The book is counterintuitive in a number of ways. One is that you don't often find a historian who can barely contain his glee over the way an entire society seems engaged in a process of "forgetting" the Cold War. As he makes clear, however, what's being forgotten is not the Cold War itself so much as a neoconservative interpretation of it. Which is also counterintuitive, given the way the political right has dominated national discourse in the last generation and has been able to literally institutionalize its views. Insofar as it has been remembered, Wiener shows how Cold War memory has in many cases been displaced -- folded into the history of World War II, for example, or cast in terms of a saga of (radioactive) environmental sustainability. This, too, is counterintuitive: Wiener shows us a series of historical sites that say they're about one thing but in fact show themselves to be about another.

Finally, what's counterintuitive here is that way Wiener takes a collection of what are essentially travel pieces -- the heart of the book consists of 20 approximately ten-page essays on specific Cold War museum exhibitions (plus one on the 1998 CNN documentary Cold War) and fashions them into a cohesive piece of scholarship. These essays range from the amusing "Hippie Day at the Reagan Library," where the counterculture lives on in the land of the Gipper, to "Cold War Elvis," where Sgt. Presley makes an appearance at the General George Patton Museum (and, we learn, scares the East German authorities more than the Third Armored Division ever did). He also includes a number of pieces involving nuclear waste that suggests anxieties continue to linger long after the reasons for such weapons, and their supporting infrastructure, have been dismantled.

In every case, Wiener manages to weave together closely observed reporting about the personalities he meets and the exhibits he sees along with more analytic prose that contextualizes those exhibits historiographically. There's a kind of rhetorical locution that surfaces again and again that runs along the lines of "This is what (conservative) ideologues have said, but this is not what we're shown." The refrain is quite effective in driving home the point at hand.
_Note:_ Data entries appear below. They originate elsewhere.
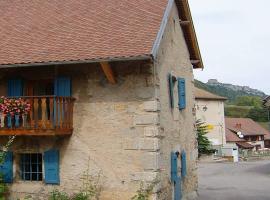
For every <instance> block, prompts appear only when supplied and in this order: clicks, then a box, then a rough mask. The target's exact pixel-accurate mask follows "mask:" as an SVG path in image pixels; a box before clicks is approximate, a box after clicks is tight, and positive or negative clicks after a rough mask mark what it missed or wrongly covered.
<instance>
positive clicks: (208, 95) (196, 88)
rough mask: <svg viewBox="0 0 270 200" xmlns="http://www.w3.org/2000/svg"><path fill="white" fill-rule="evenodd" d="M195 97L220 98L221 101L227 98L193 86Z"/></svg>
mask: <svg viewBox="0 0 270 200" xmlns="http://www.w3.org/2000/svg"><path fill="white" fill-rule="evenodd" d="M195 99H208V100H222V101H226V100H227V98H226V97H222V96H218V95H216V94H212V93H210V92H208V91H205V90H202V89H199V88H196V87H195Z"/></svg>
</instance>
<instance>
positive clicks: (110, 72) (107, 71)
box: [100, 62, 116, 84]
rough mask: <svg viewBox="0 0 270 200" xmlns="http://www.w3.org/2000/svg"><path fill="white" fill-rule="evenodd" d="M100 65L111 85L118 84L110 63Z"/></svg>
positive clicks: (105, 63) (103, 63) (102, 62)
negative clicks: (110, 64) (116, 81)
mask: <svg viewBox="0 0 270 200" xmlns="http://www.w3.org/2000/svg"><path fill="white" fill-rule="evenodd" d="M100 65H101V68H102V70H103V72H104V74H105V76H106V78H107V79H108V81H109V82H110V83H111V84H116V80H115V77H114V74H113V71H112V67H111V65H110V64H109V63H108V62H101V63H100Z"/></svg>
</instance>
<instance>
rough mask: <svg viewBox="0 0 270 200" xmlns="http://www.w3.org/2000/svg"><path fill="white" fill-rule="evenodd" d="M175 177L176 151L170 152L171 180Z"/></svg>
mask: <svg viewBox="0 0 270 200" xmlns="http://www.w3.org/2000/svg"><path fill="white" fill-rule="evenodd" d="M176 178H177V155H176V153H174V152H172V153H171V180H172V181H175V180H176Z"/></svg>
It's also effective in conveying the broad tenor of Wiener's own perspective on the Cold War, strongly in the vein of the William Appleman Williams revisionist variety.

There were times in reading the book when I wondered if we in fact needed as many examples as we did to get Wiener's point, and I did find myself wondering at times -- as Wiener notes critics of the CNN documentary asserted -- whether leftist scholars were a little more willing to, say, cut the (typically pragmatic) Soviets more slack than the (typically hegemonic) Americans in events like the Cuban Missile Crisis -- but he makes his argument with as much clarity as any scholar I've read. Even better, he does so concisely; any one of the the chapters in this book would make an excellent piece of reading for classroom discussion. How We Forgot the Cold War is as welcome a contribution to the literature of memory generally as it is the Cold War in particular.